Why the Checkoff Cares
Improving infrastructure is a goal in the soy checkoff’s long-range strategic plan. Farmers rely on transportation infrastructure to get their soybeans to market cost-effectively. A reliable transportation system also lowers input costs for U.S. soybean farmers. International end users expect a reliable supply of high-quality soybeans that are delivered by the most efficient supply chain in the world. With competition between the United States and other top soy-producing countries intensifying, maintaining this differentiating factor is critical to build and maintain preference for U.S. soybeans. The majority of these locks and dams are over 50 years old and are in need of modernization.
- The U.S. transportation infrastructure is currently the best in the world. In order to maintain that competitive advantage, it requires modernization.
- Barge transport of soybeans provides the most economical, efficient and sustainable method of transportation for U.S. soy.
- The lock and dam infrastructure along the U.S. inland waterways needs attention. Investment is needed to maintain, rehabilitate and modernize the system.
- Investment in the system is critical to ensure U.S. soybean farmers can continue to move soybeans from areas of surplus to areas of deficit, which ensures domestic and international end users receive a steady supply of U.S. soybeans.
- International soy buyers often say that predictability of delivery is as important to them as price, so maintaining system reliability is important to meet end-user demand.
Facts & Figures
- The United States has 236 locks at 191 sites over 25,000 miles of commercially navigable inland waterways.
- 58 percent of U.S. soybean exports depart from the Mississippi Gulf region and 89 percent of those soybeans arrive to the region via barge.

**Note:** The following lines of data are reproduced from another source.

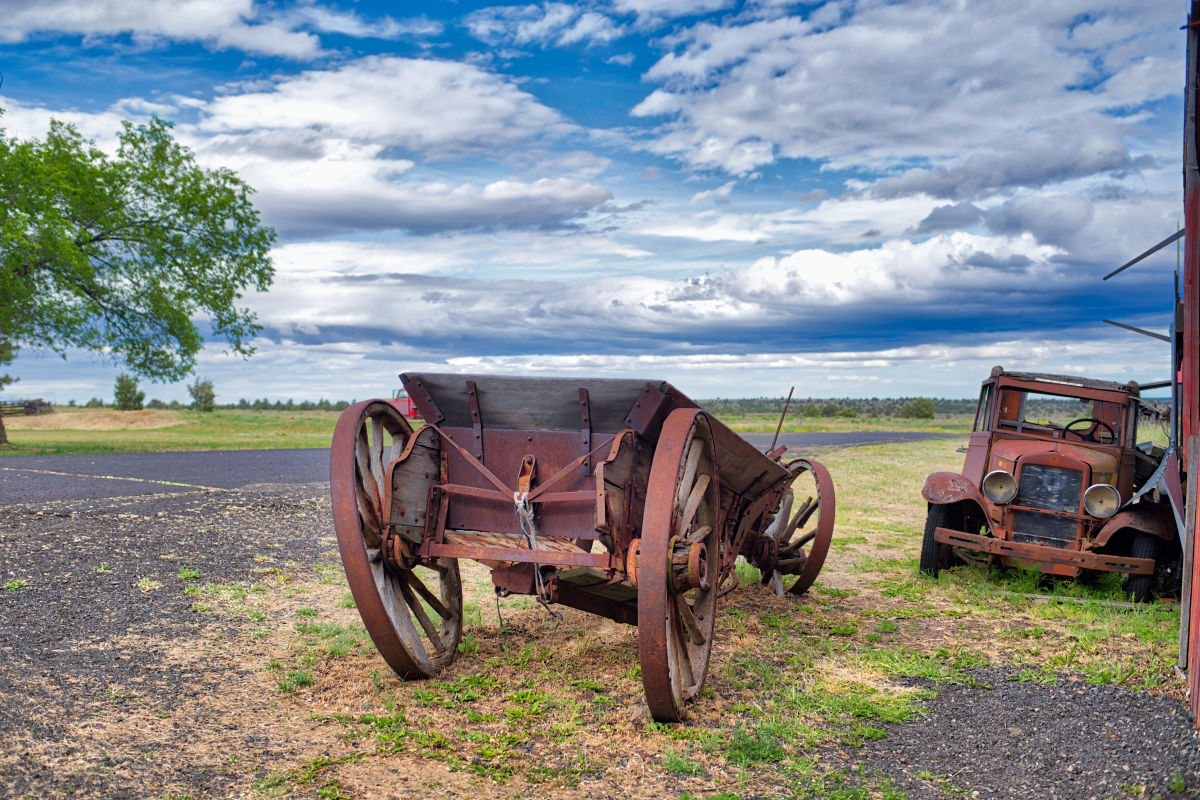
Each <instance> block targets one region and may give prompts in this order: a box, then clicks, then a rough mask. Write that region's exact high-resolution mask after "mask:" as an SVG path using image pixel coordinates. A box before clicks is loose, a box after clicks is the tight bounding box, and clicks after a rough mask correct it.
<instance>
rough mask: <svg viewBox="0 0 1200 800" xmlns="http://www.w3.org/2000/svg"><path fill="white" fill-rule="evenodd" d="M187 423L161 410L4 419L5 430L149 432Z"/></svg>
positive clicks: (78, 412) (93, 409)
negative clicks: (147, 431)
mask: <svg viewBox="0 0 1200 800" xmlns="http://www.w3.org/2000/svg"><path fill="white" fill-rule="evenodd" d="M186 422H187V420H186V419H185V417H184V415H182V414H181V413H180V411H168V410H162V409H143V410H140V411H118V410H114V409H79V410H74V409H56V410H55V411H54V413H53V414H31V415H24V414H22V415H16V416H6V417H5V419H4V426H5V428H7V429H8V431H150V429H154V428H170V427H174V426H176V425H185V423H186Z"/></svg>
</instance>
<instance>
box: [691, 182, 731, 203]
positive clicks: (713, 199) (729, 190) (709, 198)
mask: <svg viewBox="0 0 1200 800" xmlns="http://www.w3.org/2000/svg"><path fill="white" fill-rule="evenodd" d="M734 186H737V181H728V182H727V184H722V185H721V186H718V187H716V188H710V190H704V191H703V192H696V193H695V194H692V196H691V201H692V203H700V201H702V200H708V199H712V200H713V201H714V203H718V204H720V203H728V201H730V199H728V198H730V194H731V193H732V192H733V187H734Z"/></svg>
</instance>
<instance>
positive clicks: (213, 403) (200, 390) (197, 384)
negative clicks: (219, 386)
mask: <svg viewBox="0 0 1200 800" xmlns="http://www.w3.org/2000/svg"><path fill="white" fill-rule="evenodd" d="M187 393H188V395H191V396H192V408H194V409H196V410H197V411H211V410H212V408H214V402H215V401H216V398H217V395H216V392H215V391H212V381H211V380H209V379H208V378H197V379H196V383H194V384H192V385H191V386H188V387H187Z"/></svg>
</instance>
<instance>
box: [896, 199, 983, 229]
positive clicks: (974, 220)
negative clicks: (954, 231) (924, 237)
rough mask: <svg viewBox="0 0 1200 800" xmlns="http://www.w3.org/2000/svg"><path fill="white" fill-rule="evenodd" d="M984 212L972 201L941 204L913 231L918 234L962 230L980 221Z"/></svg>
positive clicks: (918, 224) (926, 217) (936, 207)
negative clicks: (951, 203) (974, 205)
mask: <svg viewBox="0 0 1200 800" xmlns="http://www.w3.org/2000/svg"><path fill="white" fill-rule="evenodd" d="M982 216H983V212H982V211H980V210H979V209H977V207H976V206H974V205H972V204H971V203H955V204H954V205H940V206H937V207H936V209H934V210H932V211H930V212H929V216H928V217H925V218H924V219H922V221H920V224H918V225H917V227H916V229H914V230H913V233H916V234H917V235H918V236H924V235H928V234H936V233H942V231H943V230H962V229H964V228H970V227H971V225H973V224H974V223H977V222H979V218H980V217H982Z"/></svg>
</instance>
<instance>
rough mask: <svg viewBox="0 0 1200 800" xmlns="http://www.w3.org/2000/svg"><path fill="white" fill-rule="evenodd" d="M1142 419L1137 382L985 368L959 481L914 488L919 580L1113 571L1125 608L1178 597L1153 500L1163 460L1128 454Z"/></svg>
mask: <svg viewBox="0 0 1200 800" xmlns="http://www.w3.org/2000/svg"><path fill="white" fill-rule="evenodd" d="M1144 416H1154V417H1157V416H1158V411H1157V410H1153V409H1152V408H1151V407H1148V405H1147V404H1146V403H1144V402H1142V401H1141V399H1140V397H1139V387H1138V384H1136V383H1128V384H1117V383H1112V381H1105V380H1092V379H1088V378H1074V377H1069V375H1051V374H1039V373H1020V372H1004V369H1003V368H1002V367H995V368H992V371H991V375H990V377H989V378H988V379H986V380H985V381H984V383H983V390H982V391H980V395H979V405H978V409H977V411H976V421H974V427H973V432H972V433H971V439H970V443H968V445H967V450H966V458H965V462H964V465H962V471H961V473H934V474H932V475H930V476H929V479H926V481H925V487H924V489H922V495H923V497H924V498H925V500H926V501H928V503H929V516H928V517H926V521H925V534H924V540H923V542H922V551H920V569H922V571H923V572H926V573H929V575H932V576H936V575H937V572H938V571H940V570H942V569H947V567H950V566H955V565H958V564H964V563H976V564H990V565H995V566H1024V567H1028V569H1034V570H1040V571H1042V572H1045V573H1048V575H1056V576H1063V577H1076V576H1079V575H1081V573H1084V572H1086V571H1100V572H1121V573H1124V575H1127V576H1128V577H1127V579H1126V593H1127V594H1128V595H1132V596H1133V599H1134V600H1138V601H1145V600H1148V599H1150V597H1151V596H1153V595H1156V594H1158V595H1160V594H1171V593H1174V591H1177V589H1178V582H1180V575H1181V549H1180V539H1178V531H1177V528H1176V521H1175V518H1174V513H1172V511H1171V507H1170V504H1169V500H1168V499H1166V498H1165V497H1160V495H1159V493H1158V492H1157V491H1152V489H1151V486H1157V481H1151V477H1152V476H1154V470H1156V469H1157V467H1158V463H1159V462H1160V461H1162V458H1163V449H1162V447H1157V446H1153V445H1152V444H1150V443H1145V444H1140V445H1139V444H1136V439H1138V422H1139V419H1141V417H1144ZM1144 486H1145V487H1146V489H1145V491H1141V489H1142V487H1144Z"/></svg>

- The U.S. has a competitive advantage in transportation costs compared to other top soy-producing countries. According to the Soy Transportation Coalition, total transportation costs for one metric ton of soybeans from Davenport, Iowa, to Shanghai, China, equals $61.66, compared to $96.94 for soybeans shipped from Brazil’s Port of Santos in the North Mato Grasso region to the same destination.
- A lengthy failure at a key lock and dam along the inland waterway system would result in tens of millions of dollars in lost revenue for U.S. farmers, according to the Soy Transportation Coalition.